The finale finales of Summer 2015: Jitsu wa, Seiyuu

Fathers can be terrifying.
Fathers can be terrifying.

Jitsu wa Watashi wa 13 left me with burning question: did Youko’s dad really get his memories erased by the flying hammer of forgetfulness?  I like to think he didn’t; that would show a genuine change of heart rather than then just a silly plot device.  The series had plenty of those already, really too many for my taste.  It’s not like Nisekoi, where you could tell the cheap tricks (walking in on an innocent but suggestive scene, etc) were being used deliberately and with cruel glee by the winking creators.  Jitsu wa is just an average show.  As for the finale, they made the important points clear: that Asahi would do anything to keep Youko’s secret, and Youko doesn’t want Asahi to sacrifice his own happiness to do so.  All the rest was cheap tricks and fru-fru and some nice seiyuu performances livening up something otherwise completely forgettable.  That’s all I need to say about this show.
Last of all, it’s the end of Sore ga Seiyuu!.  After the big convert last week you might have thought that the series was finished, but the characters made an impassioned plea on the webcomic to watch the final episode, even if there was no more story to tell.  Turns out there was, and it’s quite a big one.  We never got around to Futaba’s yearly assessment.  Now, you’d think that not only the roles but the Earphones radio show and concert would make this a formality, but it’s drilled into Futaba’s head that Aozora has let go such seiyuu before.  And you know how Futaba deals with pressure.
The assessment scene is interesting in that Futaba is crushed down by questions about her future and her motivations, and yet she doesn’t manage to say what the episode had set her up to do: she’s good at playing small boys and she’s come a long way.  Instead she spouts a few banalities about her wanting to be a seiyuu for a long time.  And in the end, her assessment is “postponed,” i.e., she’s sort of on probation, meaning she has another year before she can feel secure, but at least she hasn’t been fired.  Given her character it’s a reasonable outcome.  This show might be happy and cute, but at least it never gets unrealistic about its subject matter.

This week's life advice.
This week’s life advice.

So all the girls pass little milestones and are happy for now, and the series actually ends.  Will there be another season?  I’d like to see one but I was a fan of the webcomic already, so I’m a little biased.  I didn’t like the drippy “try harder” speeches, and I thought the celebrity seiyuus, though welcome, were pretty much wasted since they did little more than say words of advice, well, apart from Yui Horie and Hiroshi Kamiya.  They could have had more fun with the celebs.  In fact, the webcomic is sillier and more fun, with more anecdotes about daily life and strange work events, and I wish the show had done more of that.  If they DO make another season maybe Futaba and her friends will be a little more comfortable and the show can relax a little.

Seiyuu and show creator Masumi Asano sums it up for us.
Seiyuu and show creator Masumi Asano sums it up for us.

2 thoughts on “The finale finales of Summer 2015: Jitsu wa, Seiyuu

  1. >It’s not like Nisekoi, where you could tell the cheap tricks (walking in on an innocent but suggestive scene, etc) were being used deliberately and with cruel glee by the winking creators

    Sure they did.
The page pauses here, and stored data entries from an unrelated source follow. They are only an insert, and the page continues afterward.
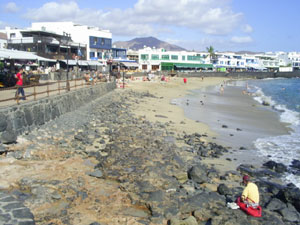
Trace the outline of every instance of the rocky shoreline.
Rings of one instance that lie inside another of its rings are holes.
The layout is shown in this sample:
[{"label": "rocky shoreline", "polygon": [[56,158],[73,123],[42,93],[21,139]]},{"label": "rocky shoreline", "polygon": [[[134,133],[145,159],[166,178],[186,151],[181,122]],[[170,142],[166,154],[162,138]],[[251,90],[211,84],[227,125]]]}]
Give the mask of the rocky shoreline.
[{"label": "rocky shoreline", "polygon": [[[273,182],[287,168],[269,162],[218,171],[204,164],[230,150],[204,141],[206,134],[175,133],[172,121],[134,115],[140,101],[153,98],[114,91],[1,145],[0,187],[29,208],[35,222],[13,222],[0,204],[0,223],[299,224],[299,189]],[[226,207],[241,194],[245,173],[259,186],[261,218]]]}]

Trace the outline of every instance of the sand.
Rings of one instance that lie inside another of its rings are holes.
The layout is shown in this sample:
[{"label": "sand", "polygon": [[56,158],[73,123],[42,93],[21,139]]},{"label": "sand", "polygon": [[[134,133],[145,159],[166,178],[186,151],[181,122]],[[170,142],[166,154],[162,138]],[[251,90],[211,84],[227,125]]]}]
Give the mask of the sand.
[{"label": "sand", "polygon": [[[126,88],[148,91],[158,97],[138,104],[134,109],[136,115],[145,116],[152,122],[172,121],[171,129],[175,134],[207,134],[204,141],[216,142],[230,149],[219,159],[204,159],[205,163],[213,164],[221,171],[235,170],[242,163],[260,166],[268,159],[259,154],[253,142],[261,137],[287,134],[290,130],[287,124],[279,122],[276,112],[244,94],[241,87],[224,85],[224,93],[221,94],[220,85],[224,81],[228,83],[229,80],[220,77],[205,78],[204,81],[188,78],[184,84],[183,78],[174,77],[168,82],[129,81]],[[182,104],[182,107],[172,104],[178,98],[183,98],[182,102],[188,101],[195,92],[203,94],[196,106],[201,107],[197,115],[193,115],[194,110],[189,110],[195,102]],[[180,141],[177,144],[184,145]],[[246,150],[240,150],[241,147]]]},{"label": "sand", "polygon": [[[200,89],[208,86],[221,84],[224,78],[205,78],[202,81],[199,78],[188,78],[187,83],[183,83],[183,78],[173,77],[168,82],[155,81],[130,81],[126,88],[135,91],[148,91],[157,98],[149,98],[137,105],[134,112],[138,116],[145,116],[149,121],[169,122],[172,121],[172,129],[176,133],[194,133],[216,135],[205,123],[197,123],[184,116],[184,110],[177,105],[172,104],[172,100],[182,98],[190,90]],[[164,117],[162,117],[164,116]],[[166,118],[165,118],[166,117]]]}]

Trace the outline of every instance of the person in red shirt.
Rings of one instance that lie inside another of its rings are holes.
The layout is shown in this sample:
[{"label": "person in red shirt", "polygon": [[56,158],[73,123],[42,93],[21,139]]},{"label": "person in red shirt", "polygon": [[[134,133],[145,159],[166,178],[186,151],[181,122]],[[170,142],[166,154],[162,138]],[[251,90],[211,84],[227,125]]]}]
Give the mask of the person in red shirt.
[{"label": "person in red shirt", "polygon": [[16,91],[16,98],[19,96],[19,94],[22,95],[22,100],[26,100],[25,92],[23,88],[23,68],[20,68],[19,72],[15,75],[17,80],[16,86],[18,87]]}]

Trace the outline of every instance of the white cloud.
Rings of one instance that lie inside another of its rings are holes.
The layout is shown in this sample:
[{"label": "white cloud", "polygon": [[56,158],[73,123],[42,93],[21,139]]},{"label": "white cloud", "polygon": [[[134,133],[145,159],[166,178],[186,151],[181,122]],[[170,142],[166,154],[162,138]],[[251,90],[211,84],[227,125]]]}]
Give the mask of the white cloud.
[{"label": "white cloud", "polygon": [[253,42],[253,39],[250,36],[238,37],[234,36],[231,38],[231,41],[237,44],[245,44]]},{"label": "white cloud", "polygon": [[229,34],[240,23],[241,13],[230,8],[228,0],[138,0],[127,9],[81,9],[74,1],[48,2],[30,9],[25,17],[33,21],[74,21],[109,29],[114,35],[157,35],[174,27],[205,34]]},{"label": "white cloud", "polygon": [[4,10],[7,13],[16,13],[19,11],[19,8],[17,7],[16,3],[14,2],[8,2],[5,6],[4,6]]},{"label": "white cloud", "polygon": [[242,26],[242,31],[245,33],[251,33],[253,31],[253,28],[249,24],[244,24]]}]

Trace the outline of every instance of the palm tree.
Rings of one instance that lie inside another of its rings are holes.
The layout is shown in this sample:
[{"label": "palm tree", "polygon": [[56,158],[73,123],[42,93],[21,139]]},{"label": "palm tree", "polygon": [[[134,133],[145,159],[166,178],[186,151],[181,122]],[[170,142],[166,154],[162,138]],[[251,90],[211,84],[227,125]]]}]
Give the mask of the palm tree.
[{"label": "palm tree", "polygon": [[206,47],[206,50],[209,53],[210,60],[215,57],[215,50],[213,46]]}]

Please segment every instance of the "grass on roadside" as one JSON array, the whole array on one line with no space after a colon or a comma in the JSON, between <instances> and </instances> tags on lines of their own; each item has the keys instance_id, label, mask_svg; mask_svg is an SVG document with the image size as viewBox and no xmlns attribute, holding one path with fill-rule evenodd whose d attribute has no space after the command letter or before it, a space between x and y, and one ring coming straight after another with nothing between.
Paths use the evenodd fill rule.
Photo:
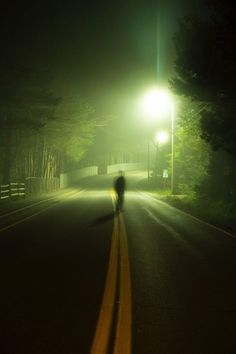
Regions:
<instances>
[{"instance_id":1,"label":"grass on roadside","mask_svg":"<svg viewBox=\"0 0 236 354\"><path fill-rule=\"evenodd\" d=\"M172 195L170 188L163 188L160 181L152 178L141 180L137 187L140 190L155 194L164 202L201 220L236 232L236 203L199 198L194 192Z\"/></svg>"},{"instance_id":2,"label":"grass on roadside","mask_svg":"<svg viewBox=\"0 0 236 354\"><path fill-rule=\"evenodd\" d=\"M209 223L236 230L236 205L232 202L197 198L195 195L166 195L162 200Z\"/></svg>"}]
</instances>

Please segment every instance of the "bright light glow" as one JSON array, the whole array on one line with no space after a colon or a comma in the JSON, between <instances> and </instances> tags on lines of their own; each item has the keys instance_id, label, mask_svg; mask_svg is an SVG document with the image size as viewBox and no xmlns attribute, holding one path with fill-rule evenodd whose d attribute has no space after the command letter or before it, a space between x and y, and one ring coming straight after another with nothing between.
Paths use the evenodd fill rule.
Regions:
<instances>
[{"instance_id":1,"label":"bright light glow","mask_svg":"<svg viewBox=\"0 0 236 354\"><path fill-rule=\"evenodd\" d=\"M163 90L149 91L143 100L143 111L150 118L158 118L170 111L170 95Z\"/></svg>"},{"instance_id":2,"label":"bright light glow","mask_svg":"<svg viewBox=\"0 0 236 354\"><path fill-rule=\"evenodd\" d=\"M168 133L163 131L163 132L157 132L156 133L156 142L159 144L165 144L169 140Z\"/></svg>"}]
</instances>

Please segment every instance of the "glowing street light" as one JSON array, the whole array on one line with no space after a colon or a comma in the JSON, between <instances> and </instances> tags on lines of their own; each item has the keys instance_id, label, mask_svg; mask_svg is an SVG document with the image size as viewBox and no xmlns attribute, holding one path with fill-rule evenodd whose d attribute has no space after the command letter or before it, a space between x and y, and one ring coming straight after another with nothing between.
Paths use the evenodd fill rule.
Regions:
<instances>
[{"instance_id":1,"label":"glowing street light","mask_svg":"<svg viewBox=\"0 0 236 354\"><path fill-rule=\"evenodd\" d=\"M143 100L143 111L148 118L155 120L171 113L171 192L174 194L174 102L165 90L149 91ZM149 178L149 142L148 142L148 178Z\"/></svg>"},{"instance_id":2,"label":"glowing street light","mask_svg":"<svg viewBox=\"0 0 236 354\"><path fill-rule=\"evenodd\" d=\"M167 133L167 132L162 131L162 132L157 132L157 133L156 133L155 141L156 141L159 145L166 144L168 140L169 140L169 136L168 136L168 133Z\"/></svg>"},{"instance_id":3,"label":"glowing street light","mask_svg":"<svg viewBox=\"0 0 236 354\"><path fill-rule=\"evenodd\" d=\"M152 120L168 113L170 107L170 97L166 91L153 89L144 96L143 111Z\"/></svg>"}]
</instances>

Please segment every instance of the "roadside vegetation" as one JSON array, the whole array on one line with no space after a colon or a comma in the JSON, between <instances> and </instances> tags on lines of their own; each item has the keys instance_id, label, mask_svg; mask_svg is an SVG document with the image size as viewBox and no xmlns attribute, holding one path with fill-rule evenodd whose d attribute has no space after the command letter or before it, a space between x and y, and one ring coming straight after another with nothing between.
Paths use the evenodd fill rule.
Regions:
<instances>
[{"instance_id":1,"label":"roadside vegetation","mask_svg":"<svg viewBox=\"0 0 236 354\"><path fill-rule=\"evenodd\" d=\"M78 166L97 125L107 120L79 91L55 93L56 61L40 57L37 26L26 31L34 11L26 4L7 6L1 17L0 185L21 181L37 187L53 180L58 185L60 173Z\"/></svg>"},{"instance_id":2,"label":"roadside vegetation","mask_svg":"<svg viewBox=\"0 0 236 354\"><path fill-rule=\"evenodd\" d=\"M0 184L53 179L72 169L106 119L81 97L56 97L47 72L20 65L0 72Z\"/></svg>"},{"instance_id":3,"label":"roadside vegetation","mask_svg":"<svg viewBox=\"0 0 236 354\"><path fill-rule=\"evenodd\" d=\"M208 2L208 19L179 22L175 188L169 203L208 221L236 225L236 5ZM183 197L184 195L184 197Z\"/></svg>"}]
</instances>

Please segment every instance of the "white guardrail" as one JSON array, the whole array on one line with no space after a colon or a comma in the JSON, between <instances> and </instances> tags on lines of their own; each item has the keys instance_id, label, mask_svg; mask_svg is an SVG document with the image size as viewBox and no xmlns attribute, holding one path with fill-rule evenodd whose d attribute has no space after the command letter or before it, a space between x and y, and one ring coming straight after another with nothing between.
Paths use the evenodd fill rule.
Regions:
<instances>
[{"instance_id":1,"label":"white guardrail","mask_svg":"<svg viewBox=\"0 0 236 354\"><path fill-rule=\"evenodd\" d=\"M60 174L60 188L66 188L68 186L73 185L79 179L88 177L88 176L96 176L98 174L97 166L90 166L85 168L80 168L79 170L61 173Z\"/></svg>"},{"instance_id":2,"label":"white guardrail","mask_svg":"<svg viewBox=\"0 0 236 354\"><path fill-rule=\"evenodd\" d=\"M143 163L117 163L107 166L107 174L117 173L119 171L136 171L145 168Z\"/></svg>"},{"instance_id":3,"label":"white guardrail","mask_svg":"<svg viewBox=\"0 0 236 354\"><path fill-rule=\"evenodd\" d=\"M25 183L11 182L0 185L0 200L25 197Z\"/></svg>"},{"instance_id":4,"label":"white guardrail","mask_svg":"<svg viewBox=\"0 0 236 354\"><path fill-rule=\"evenodd\" d=\"M143 163L118 163L106 167L106 173L112 174L119 171L136 171L145 168ZM60 188L66 188L75 184L79 179L98 174L98 166L90 166L75 171L60 174Z\"/></svg>"}]
</instances>

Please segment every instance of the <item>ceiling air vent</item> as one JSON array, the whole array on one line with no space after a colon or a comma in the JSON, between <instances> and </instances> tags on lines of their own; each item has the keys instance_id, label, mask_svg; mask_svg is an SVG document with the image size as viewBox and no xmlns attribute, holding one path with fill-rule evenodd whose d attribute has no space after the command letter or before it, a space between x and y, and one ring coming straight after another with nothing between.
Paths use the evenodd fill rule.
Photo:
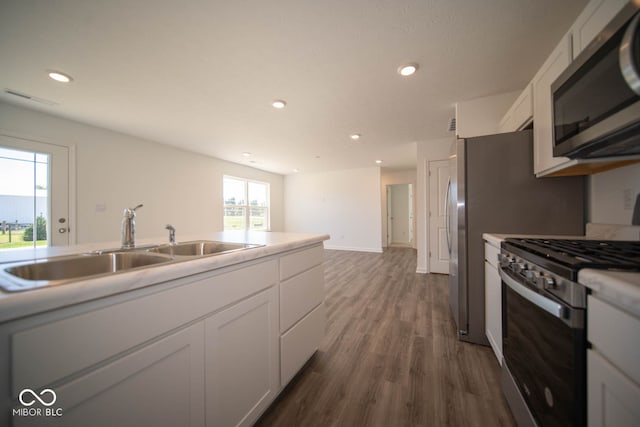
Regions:
<instances>
[{"instance_id":1,"label":"ceiling air vent","mask_svg":"<svg viewBox=\"0 0 640 427\"><path fill-rule=\"evenodd\" d=\"M17 90L13 90L13 89L5 89L4 93L17 96L23 99L28 99L29 101L39 102L40 104L44 104L44 105L58 105L57 102L49 101L48 99L44 99L44 98L38 98L37 96L27 95L26 93L18 92Z\"/></svg>"},{"instance_id":2,"label":"ceiling air vent","mask_svg":"<svg viewBox=\"0 0 640 427\"><path fill-rule=\"evenodd\" d=\"M451 117L449 119L449 132L455 132L455 131L456 131L456 118Z\"/></svg>"}]
</instances>

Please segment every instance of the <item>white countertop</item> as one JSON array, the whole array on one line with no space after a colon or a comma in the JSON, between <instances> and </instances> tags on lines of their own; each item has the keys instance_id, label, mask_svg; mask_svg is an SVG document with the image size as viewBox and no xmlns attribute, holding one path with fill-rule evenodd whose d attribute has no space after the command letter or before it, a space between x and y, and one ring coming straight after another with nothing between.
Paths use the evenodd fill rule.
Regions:
<instances>
[{"instance_id":1,"label":"white countertop","mask_svg":"<svg viewBox=\"0 0 640 427\"><path fill-rule=\"evenodd\" d=\"M0 323L23 316L57 309L81 302L103 298L145 286L190 276L257 258L278 254L328 240L327 234L297 234L275 232L225 231L198 236L180 236L179 242L191 240L216 240L230 243L265 245L228 254L205 256L182 262L161 264L125 271L91 279L77 280L60 286L38 288L30 291L4 292L0 290ZM166 236L157 239L141 239L138 246L163 244ZM118 242L91 243L71 247L20 249L0 252L0 263L27 261L59 255L85 253L94 250L118 248Z\"/></svg>"},{"instance_id":2,"label":"white countertop","mask_svg":"<svg viewBox=\"0 0 640 427\"><path fill-rule=\"evenodd\" d=\"M585 268L578 282L600 299L640 317L640 273Z\"/></svg>"}]
</instances>

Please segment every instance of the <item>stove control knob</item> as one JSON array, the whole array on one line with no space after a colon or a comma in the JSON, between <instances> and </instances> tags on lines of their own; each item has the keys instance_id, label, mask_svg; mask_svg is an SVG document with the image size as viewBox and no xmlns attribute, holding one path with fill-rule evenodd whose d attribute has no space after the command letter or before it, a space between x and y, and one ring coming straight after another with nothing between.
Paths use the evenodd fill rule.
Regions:
<instances>
[{"instance_id":1,"label":"stove control knob","mask_svg":"<svg viewBox=\"0 0 640 427\"><path fill-rule=\"evenodd\" d=\"M527 269L527 264L525 264L524 262L516 262L515 264L513 264L513 270L516 273L521 273L526 269Z\"/></svg>"},{"instance_id":2,"label":"stove control knob","mask_svg":"<svg viewBox=\"0 0 640 427\"><path fill-rule=\"evenodd\" d=\"M556 280L553 277L549 276L540 275L540 277L538 277L538 279L536 280L536 283L538 284L538 286L541 286L545 289L557 287Z\"/></svg>"},{"instance_id":3,"label":"stove control knob","mask_svg":"<svg viewBox=\"0 0 640 427\"><path fill-rule=\"evenodd\" d=\"M532 280L533 282L536 282L538 280L538 277L540 276L540 273L533 270L527 270L524 272L524 276L527 279Z\"/></svg>"}]
</instances>

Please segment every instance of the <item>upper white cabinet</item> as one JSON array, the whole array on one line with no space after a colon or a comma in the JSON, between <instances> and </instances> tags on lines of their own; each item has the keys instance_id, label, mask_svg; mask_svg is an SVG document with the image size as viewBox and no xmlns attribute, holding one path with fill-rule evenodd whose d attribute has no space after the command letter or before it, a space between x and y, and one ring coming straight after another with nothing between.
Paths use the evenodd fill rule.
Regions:
<instances>
[{"instance_id":1,"label":"upper white cabinet","mask_svg":"<svg viewBox=\"0 0 640 427\"><path fill-rule=\"evenodd\" d=\"M574 59L627 3L628 0L593 0L587 4L571 27Z\"/></svg>"},{"instance_id":2,"label":"upper white cabinet","mask_svg":"<svg viewBox=\"0 0 640 427\"><path fill-rule=\"evenodd\" d=\"M566 157L553 157L551 83L571 63L571 57L571 36L567 34L533 78L533 171L536 176L545 175L569 161Z\"/></svg>"},{"instance_id":3,"label":"upper white cabinet","mask_svg":"<svg viewBox=\"0 0 640 427\"><path fill-rule=\"evenodd\" d=\"M536 176L588 175L628 164L616 160L553 157L551 94L551 84L626 3L627 0L590 1L533 78L533 170Z\"/></svg>"},{"instance_id":4,"label":"upper white cabinet","mask_svg":"<svg viewBox=\"0 0 640 427\"><path fill-rule=\"evenodd\" d=\"M498 130L500 133L522 130L533 120L533 85L529 85L522 91L513 103L507 114L500 121Z\"/></svg>"}]
</instances>

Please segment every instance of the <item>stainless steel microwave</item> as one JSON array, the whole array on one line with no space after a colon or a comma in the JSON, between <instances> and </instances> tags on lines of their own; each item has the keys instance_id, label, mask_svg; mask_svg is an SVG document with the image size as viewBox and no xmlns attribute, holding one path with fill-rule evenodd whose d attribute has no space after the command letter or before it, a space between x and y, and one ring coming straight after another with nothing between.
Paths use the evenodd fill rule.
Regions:
<instances>
[{"instance_id":1,"label":"stainless steel microwave","mask_svg":"<svg viewBox=\"0 0 640 427\"><path fill-rule=\"evenodd\" d=\"M640 1L630 1L551 85L553 155L640 154Z\"/></svg>"}]
</instances>

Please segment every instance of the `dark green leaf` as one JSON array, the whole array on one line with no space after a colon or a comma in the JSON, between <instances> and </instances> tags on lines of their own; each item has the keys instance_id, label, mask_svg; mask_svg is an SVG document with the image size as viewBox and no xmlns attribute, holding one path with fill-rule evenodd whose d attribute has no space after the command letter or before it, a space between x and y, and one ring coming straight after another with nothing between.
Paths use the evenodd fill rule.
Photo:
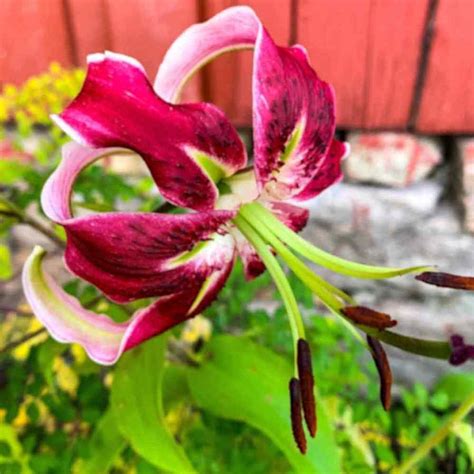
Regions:
<instances>
[{"instance_id":1,"label":"dark green leaf","mask_svg":"<svg viewBox=\"0 0 474 474\"><path fill-rule=\"evenodd\" d=\"M112 385L112 411L122 435L150 463L170 472L194 472L164 425L165 347L166 338L155 337L122 356Z\"/></svg>"},{"instance_id":2,"label":"dark green leaf","mask_svg":"<svg viewBox=\"0 0 474 474\"><path fill-rule=\"evenodd\" d=\"M83 474L107 474L125 444L114 414L111 411L106 412L97 423L91 437L90 457L81 464L81 472Z\"/></svg>"},{"instance_id":3,"label":"dark green leaf","mask_svg":"<svg viewBox=\"0 0 474 474\"><path fill-rule=\"evenodd\" d=\"M243 421L266 434L297 472L340 472L333 430L321 401L318 433L308 438L308 453L297 450L290 426L288 381L290 364L243 338L219 336L209 346L210 359L188 369L191 393L198 405L213 414Z\"/></svg>"}]
</instances>

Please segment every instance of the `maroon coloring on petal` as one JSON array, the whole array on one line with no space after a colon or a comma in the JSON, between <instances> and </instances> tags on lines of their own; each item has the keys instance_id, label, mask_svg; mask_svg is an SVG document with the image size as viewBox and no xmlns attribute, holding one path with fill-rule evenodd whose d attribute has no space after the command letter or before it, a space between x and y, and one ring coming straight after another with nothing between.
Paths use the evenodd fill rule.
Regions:
<instances>
[{"instance_id":1,"label":"maroon coloring on petal","mask_svg":"<svg viewBox=\"0 0 474 474\"><path fill-rule=\"evenodd\" d=\"M267 201L263 204L272 211L283 224L295 232L303 230L308 223L308 209L280 201Z\"/></svg>"},{"instance_id":2,"label":"maroon coloring on petal","mask_svg":"<svg viewBox=\"0 0 474 474\"><path fill-rule=\"evenodd\" d=\"M234 259L230 259L222 269L213 275L211 284L206 288L206 294L199 304L193 307L196 298L202 291L202 285L170 296L159 298L153 305L144 310L130 332L125 350L170 329L183 321L198 315L217 297L232 270Z\"/></svg>"},{"instance_id":3,"label":"maroon coloring on petal","mask_svg":"<svg viewBox=\"0 0 474 474\"><path fill-rule=\"evenodd\" d=\"M428 285L474 291L474 277L472 276L453 275L452 273L443 272L424 272L415 278L423 283L428 283Z\"/></svg>"},{"instance_id":4,"label":"maroon coloring on petal","mask_svg":"<svg viewBox=\"0 0 474 474\"><path fill-rule=\"evenodd\" d=\"M264 28L255 55L257 180L261 189L276 181L277 190L272 194L287 199L308 186L326 157L335 131L334 92L311 68L303 47L278 47ZM302 131L299 143L282 161L298 126Z\"/></svg>"},{"instance_id":5,"label":"maroon coloring on petal","mask_svg":"<svg viewBox=\"0 0 474 474\"><path fill-rule=\"evenodd\" d=\"M325 189L342 180L341 161L347 154L348 145L333 140L331 147L322 160L321 166L308 185L294 198L305 201L321 194Z\"/></svg>"},{"instance_id":6,"label":"maroon coloring on petal","mask_svg":"<svg viewBox=\"0 0 474 474\"><path fill-rule=\"evenodd\" d=\"M237 131L217 107L168 104L140 64L113 53L92 55L80 94L57 123L85 145L134 150L166 199L196 210L212 209L218 191L190 150L211 157L227 176L247 160Z\"/></svg>"},{"instance_id":7,"label":"maroon coloring on petal","mask_svg":"<svg viewBox=\"0 0 474 474\"><path fill-rule=\"evenodd\" d=\"M385 349L380 341L374 337L367 336L367 343L369 344L370 353L380 377L380 400L384 409L388 411L392 399L392 370L390 369Z\"/></svg>"},{"instance_id":8,"label":"maroon coloring on petal","mask_svg":"<svg viewBox=\"0 0 474 474\"><path fill-rule=\"evenodd\" d=\"M356 324L362 324L371 328L387 329L395 326L397 321L389 314L380 313L365 306L346 306L341 313Z\"/></svg>"},{"instance_id":9,"label":"maroon coloring on petal","mask_svg":"<svg viewBox=\"0 0 474 474\"><path fill-rule=\"evenodd\" d=\"M210 239L234 214L106 213L70 219L63 223L66 264L117 302L188 290L227 263L231 250L216 245L204 261L199 254L184 263L172 264L173 259Z\"/></svg>"},{"instance_id":10,"label":"maroon coloring on petal","mask_svg":"<svg viewBox=\"0 0 474 474\"><path fill-rule=\"evenodd\" d=\"M300 382L297 378L290 380L290 410L291 410L291 429L296 446L301 454L306 453L306 436L303 429L303 417L301 416L301 391Z\"/></svg>"}]
</instances>

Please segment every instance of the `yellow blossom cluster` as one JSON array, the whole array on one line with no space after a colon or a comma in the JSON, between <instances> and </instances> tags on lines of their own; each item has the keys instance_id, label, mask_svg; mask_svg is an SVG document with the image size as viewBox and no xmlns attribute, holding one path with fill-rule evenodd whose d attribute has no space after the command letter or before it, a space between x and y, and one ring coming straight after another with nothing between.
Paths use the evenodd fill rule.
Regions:
<instances>
[{"instance_id":1,"label":"yellow blossom cluster","mask_svg":"<svg viewBox=\"0 0 474 474\"><path fill-rule=\"evenodd\" d=\"M0 123L14 120L19 128L49 125L50 114L59 113L77 95L84 77L82 69L65 69L53 62L47 72L21 86L5 84L0 91Z\"/></svg>"}]
</instances>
What makes you think otherwise? Both were “average” harem anime dressed up with a little goofball comedy to make them more special. It sounds like you just didn’t want to think Jitsu was winking at the audience as much, as I’m not sure how anyone could miss that, except in order to intentionally be harsh on it.

    1. I beliee there’s a difference. In Nisekoi at its best (and I admit it wasn’t always at its best) the creators played with the misunderstandings and gags to an extent that they were part of the show as much as the story itself was. “How is Onodera’s latest attempt at a confession going to get screwed up THIS time? Ah, a baseball through the window!” Such playfulness lifted the show out of the “average” category, in my opinion. Jitsu used the gags and misunderstandings the way most shows do, and it had its moments, but not enough for me to consider it more than average, or mediocre.